Masaje relajante: las prisas y el estrés no son buenas compañeras para el organismo, ya que pueden perjudicar nuestra salud. Es importante que dediques un rato a escuchar a tu cuerpo y vuelvas a conectar con él. Un masaje relajante puede ser una buena manera de conseguirlo. Ponte en manos de un buen profesional y recarga tus pilas.

Libro: visita una librería que te guste, pasea entre sus estanterías y déjate seducir por el olor del papel. Te esperan miles de historias fantásticas que te transportarán a mundos desconocidos. Si elegir el libro ya es un placer, imagínate lo bien que te sentará un rato de lectura tranquila en casa.

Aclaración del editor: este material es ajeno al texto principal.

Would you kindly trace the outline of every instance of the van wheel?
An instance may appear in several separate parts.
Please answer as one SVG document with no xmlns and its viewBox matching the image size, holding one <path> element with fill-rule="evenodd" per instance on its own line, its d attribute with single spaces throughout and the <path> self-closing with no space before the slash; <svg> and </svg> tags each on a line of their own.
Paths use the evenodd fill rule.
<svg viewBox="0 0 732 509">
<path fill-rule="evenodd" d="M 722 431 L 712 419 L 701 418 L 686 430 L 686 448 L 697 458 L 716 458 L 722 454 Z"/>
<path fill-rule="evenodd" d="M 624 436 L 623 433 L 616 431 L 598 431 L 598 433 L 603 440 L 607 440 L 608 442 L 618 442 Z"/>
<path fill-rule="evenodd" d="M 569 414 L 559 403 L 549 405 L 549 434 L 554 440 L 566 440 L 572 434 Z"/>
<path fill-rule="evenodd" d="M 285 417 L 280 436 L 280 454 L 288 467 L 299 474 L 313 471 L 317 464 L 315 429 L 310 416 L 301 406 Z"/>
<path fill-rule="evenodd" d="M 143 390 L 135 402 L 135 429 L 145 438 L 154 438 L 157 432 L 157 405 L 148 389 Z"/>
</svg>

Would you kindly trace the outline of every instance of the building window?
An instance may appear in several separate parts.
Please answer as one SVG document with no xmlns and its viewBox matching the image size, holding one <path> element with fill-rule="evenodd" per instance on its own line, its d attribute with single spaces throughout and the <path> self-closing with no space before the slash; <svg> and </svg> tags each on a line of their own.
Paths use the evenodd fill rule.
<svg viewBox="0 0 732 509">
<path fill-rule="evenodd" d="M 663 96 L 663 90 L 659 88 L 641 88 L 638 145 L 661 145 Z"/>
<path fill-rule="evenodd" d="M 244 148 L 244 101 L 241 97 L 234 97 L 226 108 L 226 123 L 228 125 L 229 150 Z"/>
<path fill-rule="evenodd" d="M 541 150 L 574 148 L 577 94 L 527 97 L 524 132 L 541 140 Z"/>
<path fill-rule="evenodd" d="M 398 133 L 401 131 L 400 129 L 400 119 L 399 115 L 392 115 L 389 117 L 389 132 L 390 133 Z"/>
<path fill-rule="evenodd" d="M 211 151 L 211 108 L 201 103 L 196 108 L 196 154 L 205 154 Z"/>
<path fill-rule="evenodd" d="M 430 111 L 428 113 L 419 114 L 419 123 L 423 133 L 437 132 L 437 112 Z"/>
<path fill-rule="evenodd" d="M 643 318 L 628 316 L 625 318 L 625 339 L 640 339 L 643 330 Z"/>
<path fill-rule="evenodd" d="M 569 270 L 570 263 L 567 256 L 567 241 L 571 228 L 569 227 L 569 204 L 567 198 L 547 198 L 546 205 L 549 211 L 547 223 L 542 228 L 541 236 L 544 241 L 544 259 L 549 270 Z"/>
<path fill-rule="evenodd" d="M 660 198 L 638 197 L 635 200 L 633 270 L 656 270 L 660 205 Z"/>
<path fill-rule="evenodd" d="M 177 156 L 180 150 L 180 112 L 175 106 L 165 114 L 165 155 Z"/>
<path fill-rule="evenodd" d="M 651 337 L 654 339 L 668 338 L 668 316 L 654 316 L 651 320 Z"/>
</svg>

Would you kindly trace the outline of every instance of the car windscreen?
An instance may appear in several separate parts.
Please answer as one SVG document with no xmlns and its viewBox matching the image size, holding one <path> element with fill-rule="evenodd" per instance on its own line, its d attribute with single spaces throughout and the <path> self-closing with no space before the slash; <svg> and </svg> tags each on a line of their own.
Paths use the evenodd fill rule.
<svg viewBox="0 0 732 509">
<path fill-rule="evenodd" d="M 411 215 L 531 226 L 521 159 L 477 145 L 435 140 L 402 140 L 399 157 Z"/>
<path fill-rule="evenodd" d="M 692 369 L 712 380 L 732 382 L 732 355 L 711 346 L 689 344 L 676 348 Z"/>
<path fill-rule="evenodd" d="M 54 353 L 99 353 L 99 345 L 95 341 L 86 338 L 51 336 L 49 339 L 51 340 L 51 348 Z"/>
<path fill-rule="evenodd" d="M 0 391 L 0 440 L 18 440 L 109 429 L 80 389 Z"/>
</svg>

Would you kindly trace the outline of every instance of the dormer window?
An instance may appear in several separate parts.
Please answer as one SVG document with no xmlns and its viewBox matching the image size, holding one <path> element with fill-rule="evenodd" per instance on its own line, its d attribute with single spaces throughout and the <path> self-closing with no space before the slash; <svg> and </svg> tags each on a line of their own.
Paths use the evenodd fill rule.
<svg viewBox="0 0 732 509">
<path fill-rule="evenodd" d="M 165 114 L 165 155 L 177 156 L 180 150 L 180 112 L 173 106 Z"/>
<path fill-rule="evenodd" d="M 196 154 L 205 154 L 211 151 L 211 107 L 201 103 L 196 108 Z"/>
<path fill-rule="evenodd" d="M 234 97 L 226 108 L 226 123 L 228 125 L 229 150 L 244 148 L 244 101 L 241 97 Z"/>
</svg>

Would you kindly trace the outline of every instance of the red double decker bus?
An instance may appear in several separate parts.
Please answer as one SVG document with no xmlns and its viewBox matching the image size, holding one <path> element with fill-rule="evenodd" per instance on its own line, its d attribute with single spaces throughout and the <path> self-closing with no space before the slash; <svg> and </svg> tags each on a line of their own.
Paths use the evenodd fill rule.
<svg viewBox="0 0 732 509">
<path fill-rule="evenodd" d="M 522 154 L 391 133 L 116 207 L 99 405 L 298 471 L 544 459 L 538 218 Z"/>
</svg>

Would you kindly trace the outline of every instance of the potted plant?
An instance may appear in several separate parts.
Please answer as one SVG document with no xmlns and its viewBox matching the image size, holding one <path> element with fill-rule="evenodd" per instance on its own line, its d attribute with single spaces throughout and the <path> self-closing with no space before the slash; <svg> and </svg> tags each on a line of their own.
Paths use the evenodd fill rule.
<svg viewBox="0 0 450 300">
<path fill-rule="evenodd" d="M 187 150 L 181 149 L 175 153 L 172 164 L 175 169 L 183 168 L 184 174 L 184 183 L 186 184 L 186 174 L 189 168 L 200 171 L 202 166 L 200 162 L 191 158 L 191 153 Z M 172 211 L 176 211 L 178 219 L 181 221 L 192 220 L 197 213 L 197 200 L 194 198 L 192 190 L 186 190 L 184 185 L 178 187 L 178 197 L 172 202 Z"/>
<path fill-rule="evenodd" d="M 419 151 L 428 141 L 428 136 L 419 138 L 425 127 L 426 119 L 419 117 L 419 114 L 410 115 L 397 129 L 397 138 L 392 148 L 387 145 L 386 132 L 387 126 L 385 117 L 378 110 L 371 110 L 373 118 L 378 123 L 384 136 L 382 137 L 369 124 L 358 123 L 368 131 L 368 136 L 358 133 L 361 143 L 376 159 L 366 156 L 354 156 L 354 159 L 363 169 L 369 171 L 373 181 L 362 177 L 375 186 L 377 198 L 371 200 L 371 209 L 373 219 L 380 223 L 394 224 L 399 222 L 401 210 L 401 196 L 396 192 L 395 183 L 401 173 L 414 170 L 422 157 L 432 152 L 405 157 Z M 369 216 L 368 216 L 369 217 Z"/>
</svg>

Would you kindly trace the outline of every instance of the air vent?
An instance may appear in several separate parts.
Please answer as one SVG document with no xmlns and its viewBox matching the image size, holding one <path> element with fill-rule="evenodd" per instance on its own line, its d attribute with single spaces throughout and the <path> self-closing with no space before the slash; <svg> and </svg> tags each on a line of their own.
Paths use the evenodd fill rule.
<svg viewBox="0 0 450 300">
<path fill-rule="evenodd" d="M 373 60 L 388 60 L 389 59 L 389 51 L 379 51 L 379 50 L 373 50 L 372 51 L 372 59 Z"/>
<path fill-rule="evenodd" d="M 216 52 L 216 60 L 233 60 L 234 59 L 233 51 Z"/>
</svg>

Tratamiento de belleza: a todos nos gusta vernos favorecidos y, cuando nos vemos bien, nos sentimos mejor. Un nuevo corte de pelo, una manicura, un tratamiento facial… alguna de estas opciones, o cualquier otra que prefieras, te renovarán por fuera y harán que lo notes por dentro.

Comer en buena compañía: piensa en ese restaurante que te apetece probar o en aquel local al que tiene ganas de volver. ¡Ahora es el momento! Con la pareja, en familia o con amigos, San Valentín, será la ocasión perfecta para compartir mesa en buena compañía. Una velada deliciosa y no solo por la comida.

Escápate: no hace falta irse a la otra punta del mundo para escapar de la rutina. Busca algún rincón con encanto, al que te resulta fácil llegar, y déjate sorprender por su belleza. Quizá sea un edificio monumental, quizá un paisaje idílico. Sea lo que sea, cambiar de aires te sentará de lujo.